Flynn apparently sees no problem with “designing” a story in such a way so as to encourage half the audience to view mass sterilization as a legitimate response to social problems. The reactionary implications of such an outlook, ultimately rooted in elitist disdain for the “unwashed masses,” are on display in the mass sterilizations that have been carried out by authorities in US prisons and immigrant detention centers.
The ruling elite finds much that is useful in anti-scientific and anti-historical outlooks. Trump has relied on QAnon and other fascist conspiracy groups to disseminate lies about the COVID-19 pandemic and the 2020 elections in order to support the back-to-work drive and his plot to overturn the election. For their part, the Democrats spent the entirety of Trump’s term peddling tales about supposed “Russian interference” in American society, placing the blame for all social ills on the machinations of Vladimir Putin.

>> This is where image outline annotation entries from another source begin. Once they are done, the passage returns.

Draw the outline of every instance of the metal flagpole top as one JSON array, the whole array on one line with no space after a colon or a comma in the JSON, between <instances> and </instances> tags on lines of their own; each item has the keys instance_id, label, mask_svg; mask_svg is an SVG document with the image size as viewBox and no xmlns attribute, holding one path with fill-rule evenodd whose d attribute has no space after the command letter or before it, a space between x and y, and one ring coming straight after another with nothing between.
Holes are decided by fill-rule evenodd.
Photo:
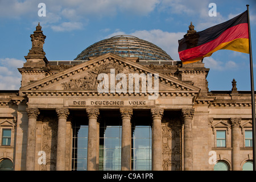
<instances>
[{"instance_id":1,"label":"metal flagpole top","mask_svg":"<svg viewBox=\"0 0 256 182\"><path fill-rule=\"evenodd\" d=\"M250 16L249 11L249 5L246 5L247 13L248 16L248 32L249 32L249 53L250 53L250 69L251 76L251 120L253 122L253 171L256 171L256 129L255 129L255 94L254 94L254 81L253 78L253 55L251 53L251 30L250 28Z\"/></svg>"}]
</instances>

The capitalist class does, of course, engage in various murderous conspiracies. The US government is responsible for countless coups, assassinations and war crimes in every corner of the globe. Wall Street is rife with criminality and fraud. Governments and political parties around the world conspired to downplay the threat posed by COVID-19 in order to minimize the impact on financial markets.

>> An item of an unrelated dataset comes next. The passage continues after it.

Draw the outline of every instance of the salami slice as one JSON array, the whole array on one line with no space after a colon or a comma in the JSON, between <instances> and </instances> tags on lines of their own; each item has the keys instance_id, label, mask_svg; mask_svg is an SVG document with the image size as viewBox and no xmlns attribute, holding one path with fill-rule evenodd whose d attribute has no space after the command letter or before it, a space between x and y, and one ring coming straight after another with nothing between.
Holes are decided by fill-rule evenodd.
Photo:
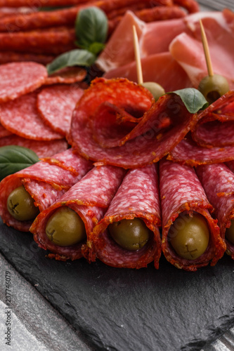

These activities, however, are not rooted in the villainy of secret societies and hidden cabals, but in definite, identifiable social interests. What’s more, they are not the activities of a class that is invincible, but rather a class that is increasingly unhinged and desperate. Far from being in firm control of all the levers of society, the ruling class produces the conditions for its own overthrow.